Spanish police used “excessive and disproportionate” force on Sunday, says Amnesty International
The human rights NGO calls for an urgent, “thorough, and immediate” investigation
Amnesty International qualified the Spanish police action against peaceful voters on October 1 as “excessive and disproportionate force” “Members of the National Police force’s Police Intervention Unity (UIP) and Civil Guard officers used excessive and disproportionate force against demonstrators who were passively resisting,” wrote the human rights NGO in a press release published on October 3.
Consequently, the NGO calls on Spanish authorities to “urgently launch a thorough, immediate and impartial investigation into the excessive and disproportionate use of force by members of the National Police and Civil Guard.”
“The misuse of force by law enforcement officers must be treated as a crime,” they state.
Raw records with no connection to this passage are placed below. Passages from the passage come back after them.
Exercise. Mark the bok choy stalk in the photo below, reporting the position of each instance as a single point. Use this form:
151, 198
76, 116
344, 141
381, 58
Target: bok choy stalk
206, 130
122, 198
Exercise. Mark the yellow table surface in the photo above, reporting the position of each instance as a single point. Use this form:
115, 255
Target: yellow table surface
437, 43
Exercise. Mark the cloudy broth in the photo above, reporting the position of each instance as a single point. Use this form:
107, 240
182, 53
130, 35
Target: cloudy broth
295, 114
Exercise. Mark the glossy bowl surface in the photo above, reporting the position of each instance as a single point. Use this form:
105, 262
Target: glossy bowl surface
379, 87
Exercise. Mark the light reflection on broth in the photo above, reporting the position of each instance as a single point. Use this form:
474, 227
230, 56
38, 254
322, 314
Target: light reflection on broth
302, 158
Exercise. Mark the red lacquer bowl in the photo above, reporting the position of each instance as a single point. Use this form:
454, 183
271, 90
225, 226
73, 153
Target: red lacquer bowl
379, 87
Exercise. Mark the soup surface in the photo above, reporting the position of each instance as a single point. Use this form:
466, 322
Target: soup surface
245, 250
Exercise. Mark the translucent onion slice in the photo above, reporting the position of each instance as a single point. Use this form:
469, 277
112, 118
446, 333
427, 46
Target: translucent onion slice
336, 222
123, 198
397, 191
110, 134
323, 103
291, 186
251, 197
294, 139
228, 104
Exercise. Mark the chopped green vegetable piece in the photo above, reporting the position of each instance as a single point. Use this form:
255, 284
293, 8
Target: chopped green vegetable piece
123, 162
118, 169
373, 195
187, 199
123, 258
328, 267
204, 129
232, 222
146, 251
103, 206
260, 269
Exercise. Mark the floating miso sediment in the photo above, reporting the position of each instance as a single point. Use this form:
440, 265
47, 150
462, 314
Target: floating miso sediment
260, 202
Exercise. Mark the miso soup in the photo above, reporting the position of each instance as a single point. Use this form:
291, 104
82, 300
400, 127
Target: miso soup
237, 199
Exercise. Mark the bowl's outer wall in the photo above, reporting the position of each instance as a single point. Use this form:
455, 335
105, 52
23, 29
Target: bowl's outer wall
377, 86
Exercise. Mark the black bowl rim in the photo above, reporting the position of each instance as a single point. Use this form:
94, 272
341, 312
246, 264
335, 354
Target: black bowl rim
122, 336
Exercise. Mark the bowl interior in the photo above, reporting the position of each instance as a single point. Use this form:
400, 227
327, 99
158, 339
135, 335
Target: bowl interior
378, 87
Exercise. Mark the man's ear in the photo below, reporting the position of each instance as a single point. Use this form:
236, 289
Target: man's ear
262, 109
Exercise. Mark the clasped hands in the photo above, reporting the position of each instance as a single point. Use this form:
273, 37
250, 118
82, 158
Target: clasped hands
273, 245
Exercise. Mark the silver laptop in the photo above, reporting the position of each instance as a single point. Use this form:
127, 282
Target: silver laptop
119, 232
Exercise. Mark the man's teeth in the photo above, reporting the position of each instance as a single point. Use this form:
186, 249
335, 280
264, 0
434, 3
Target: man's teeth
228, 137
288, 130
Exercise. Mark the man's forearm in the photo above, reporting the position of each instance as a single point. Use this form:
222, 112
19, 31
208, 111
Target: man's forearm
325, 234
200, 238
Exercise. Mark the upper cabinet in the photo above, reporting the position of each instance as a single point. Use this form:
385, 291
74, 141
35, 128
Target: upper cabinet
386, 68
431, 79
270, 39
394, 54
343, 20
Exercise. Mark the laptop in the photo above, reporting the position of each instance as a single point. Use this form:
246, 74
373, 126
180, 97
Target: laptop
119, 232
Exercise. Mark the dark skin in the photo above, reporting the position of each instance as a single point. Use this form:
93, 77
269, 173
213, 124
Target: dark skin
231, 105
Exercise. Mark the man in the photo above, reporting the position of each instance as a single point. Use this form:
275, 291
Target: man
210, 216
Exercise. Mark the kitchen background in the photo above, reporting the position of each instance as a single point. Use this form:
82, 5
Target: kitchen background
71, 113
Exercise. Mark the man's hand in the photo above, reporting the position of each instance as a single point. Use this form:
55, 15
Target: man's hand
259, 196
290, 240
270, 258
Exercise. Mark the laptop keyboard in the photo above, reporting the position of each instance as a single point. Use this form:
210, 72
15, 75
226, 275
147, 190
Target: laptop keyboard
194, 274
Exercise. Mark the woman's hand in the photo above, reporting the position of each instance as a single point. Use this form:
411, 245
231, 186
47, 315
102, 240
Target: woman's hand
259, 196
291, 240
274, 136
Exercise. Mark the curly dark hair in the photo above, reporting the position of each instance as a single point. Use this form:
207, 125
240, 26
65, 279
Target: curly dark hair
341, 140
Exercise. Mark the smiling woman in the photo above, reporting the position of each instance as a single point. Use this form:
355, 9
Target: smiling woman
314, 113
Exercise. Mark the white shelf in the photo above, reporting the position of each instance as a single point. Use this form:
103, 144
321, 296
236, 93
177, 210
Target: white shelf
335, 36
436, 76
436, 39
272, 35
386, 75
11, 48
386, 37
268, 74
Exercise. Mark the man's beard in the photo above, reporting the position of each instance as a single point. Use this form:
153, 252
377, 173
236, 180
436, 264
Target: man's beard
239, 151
A delegation of five people was present
A “delegation of five people” has monitored the situation in Catalonia, reads the report, “including the afternoon of Saturday 30 September and Sunday 1 October.” Additionally, while visiting “numerous” polling stations, the group also gathered “testimonies and statements.”
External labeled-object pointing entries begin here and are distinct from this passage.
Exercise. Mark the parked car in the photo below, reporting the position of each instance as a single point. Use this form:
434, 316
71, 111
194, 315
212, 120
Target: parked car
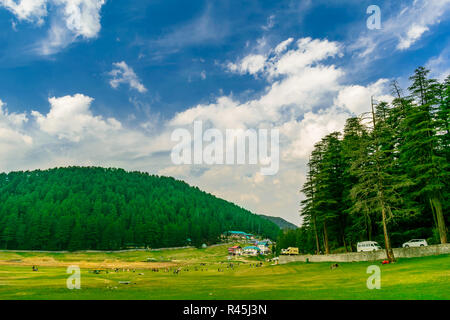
415, 243
367, 246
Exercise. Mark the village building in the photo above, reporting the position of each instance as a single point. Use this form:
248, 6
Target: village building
251, 251
235, 250
264, 246
238, 235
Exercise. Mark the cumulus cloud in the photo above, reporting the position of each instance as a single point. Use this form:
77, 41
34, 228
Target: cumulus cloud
14, 140
70, 20
357, 99
29, 10
123, 74
403, 29
251, 64
70, 118
305, 98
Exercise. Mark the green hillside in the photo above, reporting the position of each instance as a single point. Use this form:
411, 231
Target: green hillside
107, 209
280, 222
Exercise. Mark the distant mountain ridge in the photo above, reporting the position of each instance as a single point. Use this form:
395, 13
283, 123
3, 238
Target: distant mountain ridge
90, 208
280, 222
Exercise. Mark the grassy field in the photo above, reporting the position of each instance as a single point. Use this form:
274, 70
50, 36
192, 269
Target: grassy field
414, 278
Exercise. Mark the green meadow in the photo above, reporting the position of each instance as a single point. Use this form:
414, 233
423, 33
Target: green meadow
204, 275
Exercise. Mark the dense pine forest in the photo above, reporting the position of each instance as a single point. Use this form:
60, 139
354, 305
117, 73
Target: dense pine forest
386, 178
106, 209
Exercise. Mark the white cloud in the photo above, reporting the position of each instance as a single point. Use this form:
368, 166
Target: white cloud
404, 29
304, 99
14, 141
82, 17
251, 64
29, 10
357, 99
70, 118
70, 20
122, 73
440, 65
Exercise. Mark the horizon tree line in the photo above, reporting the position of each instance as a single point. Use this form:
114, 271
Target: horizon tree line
386, 178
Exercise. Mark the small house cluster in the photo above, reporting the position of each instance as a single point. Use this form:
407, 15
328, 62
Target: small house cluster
238, 235
258, 247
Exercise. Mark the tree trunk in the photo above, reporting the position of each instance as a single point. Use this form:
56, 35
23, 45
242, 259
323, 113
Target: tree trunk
436, 204
317, 236
345, 244
389, 252
325, 237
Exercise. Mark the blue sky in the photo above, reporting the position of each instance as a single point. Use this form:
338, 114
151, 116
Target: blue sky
132, 70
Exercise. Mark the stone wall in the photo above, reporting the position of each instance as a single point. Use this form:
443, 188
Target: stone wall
370, 256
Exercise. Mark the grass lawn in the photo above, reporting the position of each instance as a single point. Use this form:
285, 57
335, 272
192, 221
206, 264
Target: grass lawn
414, 278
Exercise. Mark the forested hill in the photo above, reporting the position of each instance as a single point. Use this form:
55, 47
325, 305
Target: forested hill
105, 209
280, 222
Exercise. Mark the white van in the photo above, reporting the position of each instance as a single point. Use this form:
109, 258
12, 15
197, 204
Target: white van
367, 246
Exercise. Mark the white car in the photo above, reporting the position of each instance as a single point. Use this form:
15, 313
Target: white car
415, 243
367, 246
Unnecessary use of force under international law
The press release provides data on those injured: 19 National Police officers and 14 Civil Guard officers injured, according to Spain’s Ministry of Interior. Meanwhile, 893 people were wounded, according to Catalonia’s Regional Ministry of Health.
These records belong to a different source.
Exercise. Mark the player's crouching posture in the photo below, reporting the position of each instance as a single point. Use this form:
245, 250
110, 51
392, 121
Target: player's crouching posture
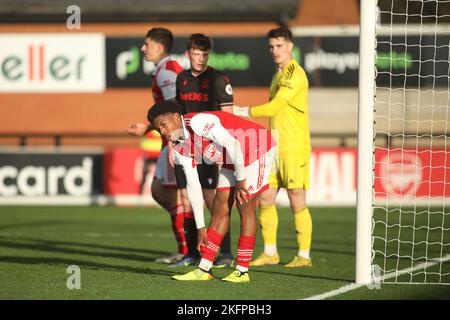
244, 151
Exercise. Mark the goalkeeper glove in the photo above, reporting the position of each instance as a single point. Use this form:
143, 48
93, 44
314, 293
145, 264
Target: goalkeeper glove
241, 111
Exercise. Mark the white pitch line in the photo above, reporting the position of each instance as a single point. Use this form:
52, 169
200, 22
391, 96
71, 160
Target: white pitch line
353, 286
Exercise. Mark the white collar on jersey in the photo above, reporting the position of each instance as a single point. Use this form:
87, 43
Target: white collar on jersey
160, 63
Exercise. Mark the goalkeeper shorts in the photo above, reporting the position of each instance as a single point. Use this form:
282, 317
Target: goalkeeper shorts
290, 173
257, 174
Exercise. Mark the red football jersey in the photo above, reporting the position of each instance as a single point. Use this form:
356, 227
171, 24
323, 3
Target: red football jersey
207, 133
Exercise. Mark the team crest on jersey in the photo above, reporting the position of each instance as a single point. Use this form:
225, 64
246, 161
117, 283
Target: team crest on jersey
228, 89
204, 84
212, 154
208, 128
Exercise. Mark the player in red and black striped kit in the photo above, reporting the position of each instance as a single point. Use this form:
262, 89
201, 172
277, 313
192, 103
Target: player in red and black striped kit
202, 88
156, 48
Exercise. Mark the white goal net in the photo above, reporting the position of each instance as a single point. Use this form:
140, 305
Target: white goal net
411, 154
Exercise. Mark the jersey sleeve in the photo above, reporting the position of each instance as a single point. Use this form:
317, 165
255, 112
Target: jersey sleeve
210, 127
166, 81
193, 187
224, 91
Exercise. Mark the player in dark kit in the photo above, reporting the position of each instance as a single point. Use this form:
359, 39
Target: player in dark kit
199, 89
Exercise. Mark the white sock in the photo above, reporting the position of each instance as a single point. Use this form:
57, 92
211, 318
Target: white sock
270, 249
205, 264
303, 253
241, 268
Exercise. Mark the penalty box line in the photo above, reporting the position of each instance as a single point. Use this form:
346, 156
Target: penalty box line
354, 286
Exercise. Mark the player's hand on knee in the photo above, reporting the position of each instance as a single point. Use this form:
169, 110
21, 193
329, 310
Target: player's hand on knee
202, 238
242, 193
170, 155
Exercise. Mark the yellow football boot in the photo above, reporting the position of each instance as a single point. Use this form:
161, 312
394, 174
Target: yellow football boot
195, 275
264, 260
237, 276
299, 262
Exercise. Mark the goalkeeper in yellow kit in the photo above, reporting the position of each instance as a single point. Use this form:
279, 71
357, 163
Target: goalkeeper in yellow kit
288, 116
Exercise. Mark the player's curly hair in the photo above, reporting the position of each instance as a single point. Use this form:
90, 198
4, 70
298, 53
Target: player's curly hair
163, 107
281, 32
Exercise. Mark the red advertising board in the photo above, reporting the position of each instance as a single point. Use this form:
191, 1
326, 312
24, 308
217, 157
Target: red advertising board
407, 173
412, 173
123, 172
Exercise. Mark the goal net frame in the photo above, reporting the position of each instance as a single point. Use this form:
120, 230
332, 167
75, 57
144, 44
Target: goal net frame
366, 268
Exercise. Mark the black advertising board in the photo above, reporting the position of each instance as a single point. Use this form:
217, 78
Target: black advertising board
244, 60
50, 174
329, 61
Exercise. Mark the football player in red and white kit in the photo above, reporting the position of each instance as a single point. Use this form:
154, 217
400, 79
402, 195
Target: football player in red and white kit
157, 45
244, 151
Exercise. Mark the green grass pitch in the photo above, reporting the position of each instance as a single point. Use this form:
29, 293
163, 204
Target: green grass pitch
115, 249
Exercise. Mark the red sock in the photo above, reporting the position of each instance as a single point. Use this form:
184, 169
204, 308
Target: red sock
245, 250
177, 217
189, 215
214, 241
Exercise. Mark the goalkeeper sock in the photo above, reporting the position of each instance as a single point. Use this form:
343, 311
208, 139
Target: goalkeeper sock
245, 250
190, 230
177, 217
268, 218
209, 252
303, 227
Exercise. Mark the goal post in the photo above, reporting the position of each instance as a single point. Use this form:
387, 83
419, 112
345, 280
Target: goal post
403, 185
366, 97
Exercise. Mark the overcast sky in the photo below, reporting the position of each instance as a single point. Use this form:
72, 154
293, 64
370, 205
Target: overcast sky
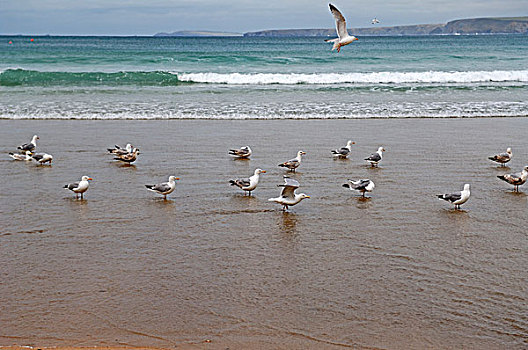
147, 17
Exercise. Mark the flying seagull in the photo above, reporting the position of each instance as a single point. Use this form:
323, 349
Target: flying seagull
502, 158
79, 187
375, 158
29, 146
288, 197
516, 179
294, 163
361, 186
343, 151
250, 183
458, 198
164, 188
343, 38
242, 152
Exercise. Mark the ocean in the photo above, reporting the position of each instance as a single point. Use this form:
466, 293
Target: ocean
262, 78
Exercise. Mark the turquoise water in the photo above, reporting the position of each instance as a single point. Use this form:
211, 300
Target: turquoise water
273, 78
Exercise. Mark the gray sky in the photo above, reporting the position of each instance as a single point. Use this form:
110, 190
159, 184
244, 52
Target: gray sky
135, 17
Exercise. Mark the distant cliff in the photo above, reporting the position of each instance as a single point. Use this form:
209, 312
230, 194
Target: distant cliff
197, 33
493, 25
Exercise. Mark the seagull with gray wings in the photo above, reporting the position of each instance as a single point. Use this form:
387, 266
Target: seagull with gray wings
288, 197
343, 38
164, 188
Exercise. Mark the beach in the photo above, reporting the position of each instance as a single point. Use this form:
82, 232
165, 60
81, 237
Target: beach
400, 270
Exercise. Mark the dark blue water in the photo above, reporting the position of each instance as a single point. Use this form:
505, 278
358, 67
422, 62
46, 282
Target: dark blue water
239, 78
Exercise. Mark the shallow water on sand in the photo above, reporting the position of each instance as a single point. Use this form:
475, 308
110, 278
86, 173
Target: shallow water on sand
400, 270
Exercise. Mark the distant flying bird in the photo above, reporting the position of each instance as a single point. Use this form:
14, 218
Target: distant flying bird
242, 152
79, 187
250, 183
343, 151
361, 186
516, 179
29, 146
502, 158
458, 198
288, 197
343, 38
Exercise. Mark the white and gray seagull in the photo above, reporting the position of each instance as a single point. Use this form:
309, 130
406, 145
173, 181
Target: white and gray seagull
343, 38
343, 151
42, 158
361, 186
29, 146
79, 187
375, 158
517, 179
457, 198
288, 197
294, 163
502, 158
164, 188
16, 156
250, 183
242, 152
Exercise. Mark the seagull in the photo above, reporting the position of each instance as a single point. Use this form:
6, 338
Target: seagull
502, 158
362, 186
29, 146
516, 179
128, 157
343, 151
375, 158
164, 188
79, 187
242, 152
458, 198
294, 163
26, 156
288, 196
343, 37
121, 151
248, 184
42, 158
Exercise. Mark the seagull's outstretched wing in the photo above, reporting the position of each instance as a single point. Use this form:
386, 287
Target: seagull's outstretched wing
340, 22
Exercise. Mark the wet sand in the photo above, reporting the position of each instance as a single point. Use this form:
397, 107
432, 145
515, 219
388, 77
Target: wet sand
401, 270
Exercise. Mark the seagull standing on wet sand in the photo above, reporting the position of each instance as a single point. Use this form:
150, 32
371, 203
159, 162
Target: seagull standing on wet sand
29, 146
288, 196
343, 38
242, 152
502, 158
79, 187
361, 186
248, 184
294, 163
458, 198
516, 179
164, 188
343, 151
375, 158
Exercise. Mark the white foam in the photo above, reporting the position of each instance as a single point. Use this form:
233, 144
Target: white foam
432, 77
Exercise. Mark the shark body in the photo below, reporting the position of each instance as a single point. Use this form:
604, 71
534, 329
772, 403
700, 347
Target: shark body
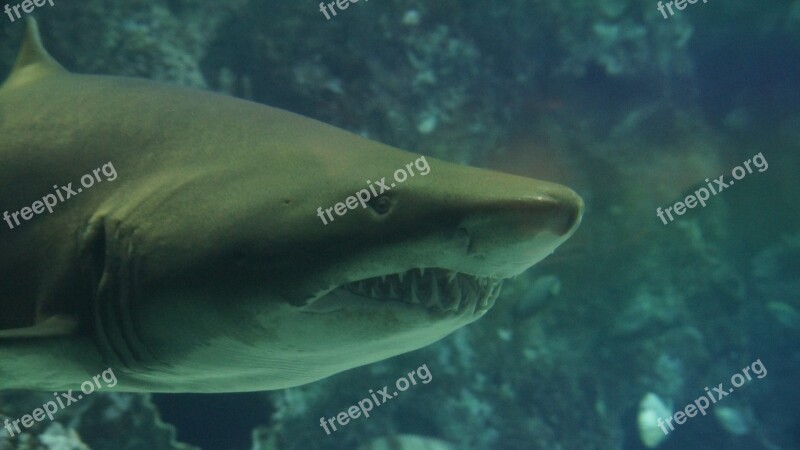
203, 267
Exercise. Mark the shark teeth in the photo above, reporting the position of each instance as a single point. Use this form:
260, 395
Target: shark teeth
438, 290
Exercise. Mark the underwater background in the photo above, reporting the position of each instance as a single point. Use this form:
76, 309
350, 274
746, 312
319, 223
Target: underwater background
634, 317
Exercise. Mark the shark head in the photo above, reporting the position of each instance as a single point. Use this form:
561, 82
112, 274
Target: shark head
325, 251
242, 247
In several cases, “the actions of National Police and Civil Guard officers involved excessive and unnecessary use of force, and the dangerous use of riot control equipment, injuring hundreds of peaceful protesters,” said the director of Amnesty International's Europe and Central Asia program, John Dalhuisen.
The NGO elaborates that “under international law,” law enforcement “must only use force when strictly necessary to perform the duties entrusted to them.”
“The misuse of force by law enforcement officers must be treated as a crime”
Dangerous and inappropriate use of riot control equipment
Two individuals from Amnesty’s delegation were present when officers utilized “dangerous and inappropriate use of riot control equipment,” such as “rubber balls.” At one polling station in Barcelona, the NGO’s representatives witnessed National Police officers forcing protesters to move by “beating them with their rubber truncheons,” while others “fired blank cartridges.”
The officers also “fired rubber balls at demonstrators who were running after them” as they withdrew, according to testimonies gathered by the group. At least two people were wounded, the report states, one in the leg and the other in the eye, the latter of which remains in the hospital.
“To respect the right to life and integrity,” Amnesty International writes, these methods must not be used “as general crowd dispersal,” according to the Basic Principles on the Use of Force and Firearms by Law Enforcement Officials of the United Nations. The human rights organization further reminds that because rubber balls lack accuracy, they must never be fired at the ground or without a target, lest they rebound and impact the upper body or head. This, at the “risk of death or serious injury,” states the NGO.
Amnesty International further addresses the reports and images received also documenting use of “excessive force,” such as beating “defenseless people who posed no apparent threat.” To this, the NGO states that conduct is contrary to the UN’s Basic Principles on the Use of Force and Firearms by Law Enforcement Officials, which stipulates that truncheons and such devices should only be used where “absolutely necessary,” and avoiding striking vital body parts.
It should never happen again
Ultimately “as long as the participants of a meeting or demonstration do not violently resist the police, officers should not use force,” states Amnesty International.
Moreover, “those acts should be investigated and those responsible brought to justice. These kinds of incidents should never happen again,” stated Esteban Beltrán, Director of Amnesty International in Spain.